Ein Losverfahren für die Wahl ans Bundesgericht hat bei Volk und Ständen keinen Anklang gefunden. Kein Kanton sagte Ja zur Justiz-Initiative – der Nein-Stimmen-Anteil beträgt 68.1 Prozent.
Justiz-Initiative
Eidg. Vorlage: Initiative «Bestimmung der Bundesrichterinnen und Bundesrichter im Losverfahren»
-
JA
1'095'174 Stimmen
-
NEIN
2'334'980 Stimmen
Standesstimmen
- JA
- NEIN
Andrea Caroni, Ständerat (FDP/AR) und Präsident der parlamentarischen Gerichtskommission, zeigte sich gegenüber SRF erleichtert über das Nein. Er freute sich über das Vertrauen des Volks in die Gerichte und das Parlament, welches die Bundesrichter und Bundesrichterinnen wählt. Auch Heidi Zgraggen, Ständerätin (Mitte/UR), verteidigte gegenüber SRF das System und zeigte sich erleichtert über das Resultat. Das Verfahren sei demokratisch legitimiert – die Richterinnen und Richter würden das Wahlvolk abbilden.
Auch Matthias Aebischer, Berner SP-Nationalrat und Vizepräsident der parlamentarischen Gerichtskommission, äusserte sich hocherfreut über das deutliche Nein. Es sei eine sehr komplexe Initiative gewesen. Das Nein zeige, dass sich die Bevölkerung eingehend damit befasst habe.
Die Initiative habe zwar gewisse Defizite in der Justiz angesprochen, löse als Gesamtpaket die Probleme jedoch nicht, sagte Aebischer gegenüber der Nachrichtenagentur Keystone-SDA. «Die Initiative war viel zu extrem», so Aebischer. Die Reformen seien zudem schon vor der Initiative aufgegleist gewesen.
Parteibuch wichtiger als Gesetzesbuch?
Laut dem Rechtsanwalt und Befürworter der Justiz-Initiative, Philip Stolkin, ist es schwer, eine Initiative zu gewinnen, wenn die gesamte Parteienlandschaft dagegen ist. Das gab Stolkin als Grund für das Scheitern der Initiative an.

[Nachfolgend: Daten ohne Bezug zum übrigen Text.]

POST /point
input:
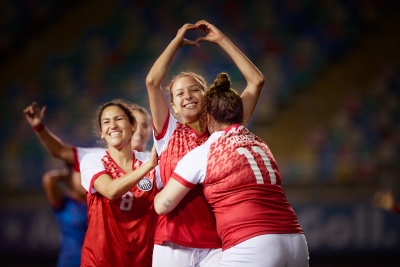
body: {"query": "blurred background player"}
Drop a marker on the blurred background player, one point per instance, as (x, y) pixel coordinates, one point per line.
(63, 187)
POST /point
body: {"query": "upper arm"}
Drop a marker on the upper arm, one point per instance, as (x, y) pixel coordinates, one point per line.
(250, 97)
(170, 196)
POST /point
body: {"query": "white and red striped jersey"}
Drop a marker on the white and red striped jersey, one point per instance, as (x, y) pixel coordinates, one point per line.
(120, 231)
(242, 184)
(192, 222)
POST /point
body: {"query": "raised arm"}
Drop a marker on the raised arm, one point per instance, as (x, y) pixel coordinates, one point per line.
(158, 103)
(35, 117)
(254, 78)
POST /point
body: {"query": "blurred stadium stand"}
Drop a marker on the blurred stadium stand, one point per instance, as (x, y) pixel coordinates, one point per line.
(329, 110)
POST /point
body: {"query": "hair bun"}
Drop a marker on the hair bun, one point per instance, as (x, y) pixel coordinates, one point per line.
(222, 82)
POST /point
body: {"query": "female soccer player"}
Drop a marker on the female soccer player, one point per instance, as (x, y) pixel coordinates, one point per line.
(63, 187)
(121, 185)
(256, 223)
(187, 236)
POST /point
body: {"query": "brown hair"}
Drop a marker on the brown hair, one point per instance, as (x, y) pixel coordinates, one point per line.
(125, 106)
(222, 102)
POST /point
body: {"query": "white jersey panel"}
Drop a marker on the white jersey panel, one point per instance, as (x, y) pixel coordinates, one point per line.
(195, 173)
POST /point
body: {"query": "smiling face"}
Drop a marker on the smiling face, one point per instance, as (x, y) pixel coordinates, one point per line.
(115, 127)
(187, 94)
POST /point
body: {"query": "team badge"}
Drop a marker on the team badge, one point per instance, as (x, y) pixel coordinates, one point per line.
(145, 184)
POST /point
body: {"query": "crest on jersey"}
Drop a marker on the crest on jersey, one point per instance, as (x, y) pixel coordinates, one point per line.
(145, 184)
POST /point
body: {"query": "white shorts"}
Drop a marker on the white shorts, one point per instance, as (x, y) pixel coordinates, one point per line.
(272, 250)
(171, 254)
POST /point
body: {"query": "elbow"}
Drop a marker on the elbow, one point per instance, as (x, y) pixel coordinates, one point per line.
(112, 195)
(260, 80)
(150, 82)
(161, 207)
(160, 210)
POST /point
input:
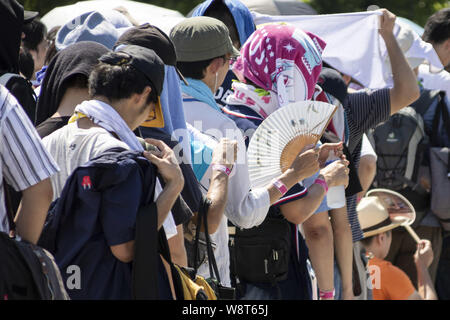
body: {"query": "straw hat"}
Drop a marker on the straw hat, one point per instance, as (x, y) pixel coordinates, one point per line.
(374, 217)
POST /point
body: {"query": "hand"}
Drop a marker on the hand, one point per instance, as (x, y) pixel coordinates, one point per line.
(225, 153)
(424, 253)
(336, 173)
(306, 163)
(387, 22)
(166, 162)
(326, 148)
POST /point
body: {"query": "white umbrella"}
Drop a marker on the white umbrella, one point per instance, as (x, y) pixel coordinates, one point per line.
(142, 12)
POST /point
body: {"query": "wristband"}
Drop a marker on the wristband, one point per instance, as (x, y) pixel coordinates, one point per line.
(323, 183)
(326, 294)
(222, 168)
(280, 186)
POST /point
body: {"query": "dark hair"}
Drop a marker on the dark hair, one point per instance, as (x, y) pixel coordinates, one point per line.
(195, 69)
(119, 82)
(26, 63)
(51, 51)
(221, 12)
(437, 28)
(35, 32)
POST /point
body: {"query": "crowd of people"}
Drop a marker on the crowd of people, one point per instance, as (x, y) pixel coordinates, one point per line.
(103, 118)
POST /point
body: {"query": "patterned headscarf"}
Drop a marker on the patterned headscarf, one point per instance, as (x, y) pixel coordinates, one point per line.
(282, 59)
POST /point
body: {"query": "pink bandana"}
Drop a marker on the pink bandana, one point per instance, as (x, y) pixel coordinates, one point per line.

«Faktisch gesehen muss man heute in einer Partei sein, um Richterin oder Richter zu werden», sagte er dem Schweizer Fernsehen SRF. «Diese Überschneidung finde ich gefährlich», sagte er weiter. Die Gewaltentrennung sei nicht gewährleistet. «Das Parteibuch hat mehr Gewicht als das Gesetzesbuch», sagte Stolkin. Genau deshalb hätte es klare Regeln gebraucht.
Mandatssteuer im Fokus
Peter Diggelmann, ehemaliger Oberrichter des Kantons Zürich und Befürworter der Initiative, bemängelte gegenüber SRF, dass bei der Diskussion ums Losverfahren die eigentlichen Probleme des jetzigen Verfahrens zu kurz gekommen seien. Besonders die umstrittene Mandatssteuer solle nun zur Diskussion gestellt werden.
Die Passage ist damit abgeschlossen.